# Video Of Log Trailer



## Allen Tomaszek (Nov 12, 2017)

On my last thread about the new addition to my log moving tools I had a request to post a video. So here you go. My first ever video post which is posted on my Facebook page.





__ https://www.facebook.com/video.php?v=1933954906614995

Reactions: Like 2 | Way Cool 5


----------



## DKMD (Nov 12, 2017)

It’s like a much cooler version of those arcade games where you try to grab a stuffed animal with the claw...

Reactions: Agree 1


----------



## Allen Tomaszek (Nov 12, 2017)

It's almost exactly like that! Only I win on almost every grab!

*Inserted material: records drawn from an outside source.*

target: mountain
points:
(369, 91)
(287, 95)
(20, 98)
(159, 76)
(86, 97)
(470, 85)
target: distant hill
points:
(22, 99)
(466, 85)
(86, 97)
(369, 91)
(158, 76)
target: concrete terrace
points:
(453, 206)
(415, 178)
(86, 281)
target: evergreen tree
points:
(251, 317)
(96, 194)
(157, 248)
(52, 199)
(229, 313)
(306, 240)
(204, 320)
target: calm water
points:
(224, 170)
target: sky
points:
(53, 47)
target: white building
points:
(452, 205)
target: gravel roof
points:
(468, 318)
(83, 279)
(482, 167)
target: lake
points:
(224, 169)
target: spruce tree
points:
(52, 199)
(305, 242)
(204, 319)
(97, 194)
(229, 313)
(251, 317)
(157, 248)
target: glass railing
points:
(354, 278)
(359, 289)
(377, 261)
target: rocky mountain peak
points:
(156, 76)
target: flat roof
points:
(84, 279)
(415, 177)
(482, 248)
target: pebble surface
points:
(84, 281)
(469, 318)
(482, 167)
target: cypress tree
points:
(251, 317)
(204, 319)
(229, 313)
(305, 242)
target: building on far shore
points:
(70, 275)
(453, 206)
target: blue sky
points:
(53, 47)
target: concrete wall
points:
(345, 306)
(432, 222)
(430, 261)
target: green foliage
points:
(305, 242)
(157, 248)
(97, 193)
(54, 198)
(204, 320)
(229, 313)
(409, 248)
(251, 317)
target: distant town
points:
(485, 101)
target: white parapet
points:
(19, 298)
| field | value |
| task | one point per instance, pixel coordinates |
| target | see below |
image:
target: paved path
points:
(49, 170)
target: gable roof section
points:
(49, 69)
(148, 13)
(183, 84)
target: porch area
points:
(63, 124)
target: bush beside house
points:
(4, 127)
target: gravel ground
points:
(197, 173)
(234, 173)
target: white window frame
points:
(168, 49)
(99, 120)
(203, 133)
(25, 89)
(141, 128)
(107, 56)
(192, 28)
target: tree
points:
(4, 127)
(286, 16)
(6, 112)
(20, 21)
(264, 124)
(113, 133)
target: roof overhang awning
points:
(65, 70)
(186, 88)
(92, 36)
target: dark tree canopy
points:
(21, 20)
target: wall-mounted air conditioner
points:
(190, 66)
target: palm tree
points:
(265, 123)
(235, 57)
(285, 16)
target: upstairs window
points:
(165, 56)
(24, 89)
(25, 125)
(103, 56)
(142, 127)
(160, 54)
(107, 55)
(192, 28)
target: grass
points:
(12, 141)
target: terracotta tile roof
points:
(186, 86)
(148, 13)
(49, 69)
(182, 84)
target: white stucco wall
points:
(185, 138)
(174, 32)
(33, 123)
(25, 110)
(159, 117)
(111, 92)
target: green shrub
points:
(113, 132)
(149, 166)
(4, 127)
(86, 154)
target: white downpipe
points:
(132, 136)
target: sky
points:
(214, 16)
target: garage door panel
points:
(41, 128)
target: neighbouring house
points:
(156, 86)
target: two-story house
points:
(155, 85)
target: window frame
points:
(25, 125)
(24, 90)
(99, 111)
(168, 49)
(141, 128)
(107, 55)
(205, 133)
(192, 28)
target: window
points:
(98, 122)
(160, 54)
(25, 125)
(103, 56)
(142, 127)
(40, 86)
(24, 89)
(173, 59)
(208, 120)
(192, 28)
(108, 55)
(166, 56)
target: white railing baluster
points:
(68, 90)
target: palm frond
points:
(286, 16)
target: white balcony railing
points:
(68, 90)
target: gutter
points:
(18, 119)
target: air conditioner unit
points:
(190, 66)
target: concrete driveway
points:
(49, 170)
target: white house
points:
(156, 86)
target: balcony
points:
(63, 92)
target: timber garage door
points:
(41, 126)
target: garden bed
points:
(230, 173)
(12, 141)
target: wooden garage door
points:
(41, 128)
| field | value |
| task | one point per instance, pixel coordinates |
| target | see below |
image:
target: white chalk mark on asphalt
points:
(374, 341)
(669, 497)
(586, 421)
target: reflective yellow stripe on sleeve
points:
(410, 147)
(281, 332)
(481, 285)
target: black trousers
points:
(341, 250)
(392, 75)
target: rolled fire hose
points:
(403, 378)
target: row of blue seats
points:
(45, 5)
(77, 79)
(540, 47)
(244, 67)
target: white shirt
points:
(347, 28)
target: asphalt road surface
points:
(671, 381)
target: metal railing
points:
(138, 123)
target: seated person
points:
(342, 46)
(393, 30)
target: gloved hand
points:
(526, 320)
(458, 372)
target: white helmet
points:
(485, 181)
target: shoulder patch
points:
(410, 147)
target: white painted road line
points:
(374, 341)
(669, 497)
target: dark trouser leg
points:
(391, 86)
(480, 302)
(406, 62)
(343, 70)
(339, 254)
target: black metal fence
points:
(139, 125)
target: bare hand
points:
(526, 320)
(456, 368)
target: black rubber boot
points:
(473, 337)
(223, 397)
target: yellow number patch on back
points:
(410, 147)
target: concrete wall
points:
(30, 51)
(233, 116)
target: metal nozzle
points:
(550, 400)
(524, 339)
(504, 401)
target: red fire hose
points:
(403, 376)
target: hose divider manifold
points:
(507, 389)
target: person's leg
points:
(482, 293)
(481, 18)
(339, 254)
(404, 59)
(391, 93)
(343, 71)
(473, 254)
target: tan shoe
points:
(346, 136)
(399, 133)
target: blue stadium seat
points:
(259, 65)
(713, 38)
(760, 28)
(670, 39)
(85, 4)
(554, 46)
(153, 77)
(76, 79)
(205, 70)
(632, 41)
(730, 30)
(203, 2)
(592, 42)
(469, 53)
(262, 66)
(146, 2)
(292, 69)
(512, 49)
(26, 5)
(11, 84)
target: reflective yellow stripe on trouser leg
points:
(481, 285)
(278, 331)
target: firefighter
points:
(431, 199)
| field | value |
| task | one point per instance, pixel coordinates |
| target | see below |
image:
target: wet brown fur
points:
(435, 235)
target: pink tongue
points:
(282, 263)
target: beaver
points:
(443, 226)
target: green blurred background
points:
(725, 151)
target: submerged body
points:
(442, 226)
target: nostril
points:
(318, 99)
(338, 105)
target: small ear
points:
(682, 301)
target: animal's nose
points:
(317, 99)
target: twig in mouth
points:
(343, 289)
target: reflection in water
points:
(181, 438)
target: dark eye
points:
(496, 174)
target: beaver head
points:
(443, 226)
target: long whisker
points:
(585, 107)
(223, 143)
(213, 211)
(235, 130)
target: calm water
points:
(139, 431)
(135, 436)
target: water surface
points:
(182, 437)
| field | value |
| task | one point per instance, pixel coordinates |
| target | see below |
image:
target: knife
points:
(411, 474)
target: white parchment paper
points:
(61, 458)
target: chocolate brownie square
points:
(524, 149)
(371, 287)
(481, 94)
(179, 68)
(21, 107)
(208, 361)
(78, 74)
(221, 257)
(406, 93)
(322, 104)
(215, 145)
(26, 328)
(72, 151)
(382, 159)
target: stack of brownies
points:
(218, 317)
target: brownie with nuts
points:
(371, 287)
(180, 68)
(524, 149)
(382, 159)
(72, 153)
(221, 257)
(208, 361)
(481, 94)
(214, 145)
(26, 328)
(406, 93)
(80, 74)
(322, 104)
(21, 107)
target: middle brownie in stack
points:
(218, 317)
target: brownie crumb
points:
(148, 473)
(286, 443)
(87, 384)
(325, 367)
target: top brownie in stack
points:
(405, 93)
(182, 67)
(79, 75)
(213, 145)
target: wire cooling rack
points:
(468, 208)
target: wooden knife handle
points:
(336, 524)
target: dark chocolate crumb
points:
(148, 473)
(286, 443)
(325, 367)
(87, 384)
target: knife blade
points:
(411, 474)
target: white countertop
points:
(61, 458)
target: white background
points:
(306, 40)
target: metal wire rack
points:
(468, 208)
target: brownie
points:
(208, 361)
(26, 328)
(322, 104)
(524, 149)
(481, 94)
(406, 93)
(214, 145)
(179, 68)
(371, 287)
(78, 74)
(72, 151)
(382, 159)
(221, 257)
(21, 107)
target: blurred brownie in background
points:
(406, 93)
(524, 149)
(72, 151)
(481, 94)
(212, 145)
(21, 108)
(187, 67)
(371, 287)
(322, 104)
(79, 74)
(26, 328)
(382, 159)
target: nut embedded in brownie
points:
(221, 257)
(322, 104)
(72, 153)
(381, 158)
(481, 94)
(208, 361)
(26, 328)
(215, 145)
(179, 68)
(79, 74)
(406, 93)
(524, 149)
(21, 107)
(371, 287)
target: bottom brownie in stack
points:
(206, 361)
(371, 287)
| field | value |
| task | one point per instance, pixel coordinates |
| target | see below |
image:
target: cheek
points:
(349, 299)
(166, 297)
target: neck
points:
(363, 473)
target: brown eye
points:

Reactions: Like 1 | Funny 3


----------



## Nature Man (Nov 13, 2017)

That is excessively cool! What a tremendous tool! Chuck


----------



## woodtickgreg (Nov 13, 2017)

Now you don't mind going to pick up logs, lol.


----------



## barry richardson (Nov 13, 2017)

Awesome! What a labor saver...


----------



## David Van Asperen (Nov 19, 2017)

Ok now you have had your fun, so send it to me to mess with for a year or so.
Totally awesome machine . I am happy for and jealous of you.
Dave


----------